A sa disparition en 1868, ses deux fils Charles et Albert lui succèdent et développent la fabrication grâce à un haut niveau technique et esthétique. La Manufacture Vieillard et Cie fait appel à des décorateurs et des dessinateurs en vogue comme Eugène Millet qui signe un service à décor d’animaux dit « Décor japonais ». Le service connait un succès retentissant ; il sera réédité par Longwy après la fermeture de la manufacture.

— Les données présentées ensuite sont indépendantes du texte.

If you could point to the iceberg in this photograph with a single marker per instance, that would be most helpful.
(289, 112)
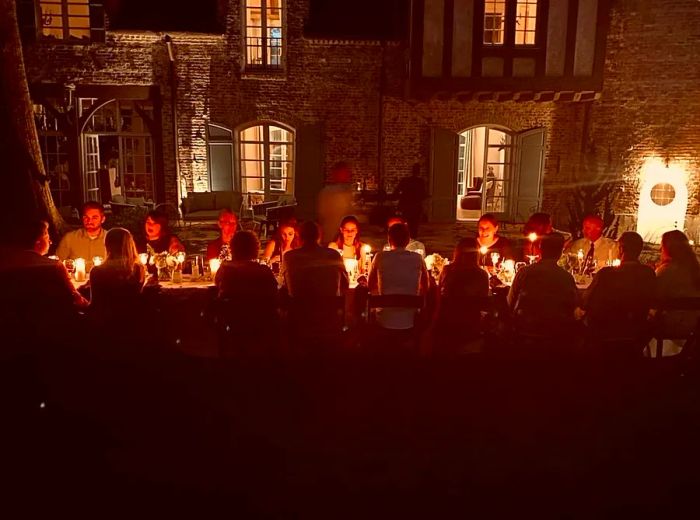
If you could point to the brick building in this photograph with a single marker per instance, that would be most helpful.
(508, 106)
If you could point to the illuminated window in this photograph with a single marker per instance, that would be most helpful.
(525, 22)
(494, 15)
(264, 33)
(266, 160)
(65, 19)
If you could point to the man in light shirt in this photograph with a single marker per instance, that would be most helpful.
(88, 241)
(594, 245)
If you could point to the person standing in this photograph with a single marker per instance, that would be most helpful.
(411, 193)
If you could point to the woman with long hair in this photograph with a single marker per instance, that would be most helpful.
(116, 284)
(348, 241)
(678, 275)
(286, 238)
(463, 288)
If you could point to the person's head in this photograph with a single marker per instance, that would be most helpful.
(552, 246)
(287, 233)
(399, 236)
(39, 230)
(487, 228)
(349, 231)
(120, 247)
(245, 246)
(228, 223)
(156, 224)
(592, 227)
(309, 233)
(538, 223)
(93, 216)
(675, 248)
(631, 245)
(395, 219)
(466, 252)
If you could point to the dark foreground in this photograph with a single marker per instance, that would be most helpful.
(349, 436)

La fantaisie d’Amédée de Caranza

A partir de l’Exposition universelle de 1878, la manufacture Vieillard est en mesure de proposer des pièces spectaculaires : grande fontaine mauresque, vases monumentaux, pendules ornées de dragons ou d’éléphants, ibis porte-parapluies, ou Noire grandeur nature portant sur la tête une vasque… Les émaux en relief apparaissent sur les céramiques et de nouvelles couleurs aux nombreuses teintes limpides dessinent des motifs floraux, des chiens de Fô, des dragons, des portiques de temple, des visages de geisha, des carpes, des têtes d’éléphant, des gongs, des bambous, des pommiers en fleurs, des perroquets, des coqs, des paons et autres paysages du bout du monde comme le mont Fuji,

Ces exploits techniques tiennent au recrutement d’un certain Amédée de Caranza. Ce nouveau chef d’atelier apporte à l’entreprise ses compétences et son imagination artistique. Connaissant les faïences islamiques aussi bien que l’art japonais, il affine l’orientalisme de Vieillard et donne à la création un nouveau souffle plein de fantaisie.

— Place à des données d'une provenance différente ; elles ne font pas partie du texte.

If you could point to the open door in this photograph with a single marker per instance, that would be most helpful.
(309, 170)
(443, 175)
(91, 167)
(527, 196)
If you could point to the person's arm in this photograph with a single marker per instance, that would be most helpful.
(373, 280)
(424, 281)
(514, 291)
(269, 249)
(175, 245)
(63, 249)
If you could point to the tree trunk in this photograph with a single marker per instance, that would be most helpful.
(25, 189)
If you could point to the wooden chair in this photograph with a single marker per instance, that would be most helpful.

Ainsi, avec Amédée de Caranza, le Bordeaux des débuts des années 1880 n’est plus synonyme de classicisme. La ville voit son nom lié à une fantasmagorie orientale allant de La Perse au Japon. En plein essor, la collaboration de Caranza avec les frères Vieillard se brouille pour une affaire de poudre d’or. Il quittera les ateliers non sans avoir laissé une influence tellement discrète que sa signature n’apparaît presque jamais sur les productions.

La disparition d’une industrie bordelaise

Aux portes de l’Art nouveau, la manufacture ferme ses portes en 1895 après la mort des Vieillard faute de successeurs. Les ateliers qui produisaient plus de 70 000 pièces par semaine disparaissent du paysage industriel bordelais après en avoir été l’un des fleurons.

En un demi-siècle, Johnston et Vieillard auront livré une abondante production où se reflètent les goûts et les modes du temps, du genre anglais aux turqueries, des assiettes humoristiques aux pompeux pastiches de la Renaissance, de la série des châteaux inspirés de Gustave de Galard à la série des bêtes humanisées inspirées de Grandville, des créatures de Hokusai aux grands paysages de l’art japonais qui a renouvelé l’art occidental…

De cette page de l’histoire bordelaise, de cette réussite artistique et industrielle, 650 pièces de la collection Darrigade sont exposées au Musée des arts décoratifs et du design de Bordeaux jusqu’au 21 septembre 2015.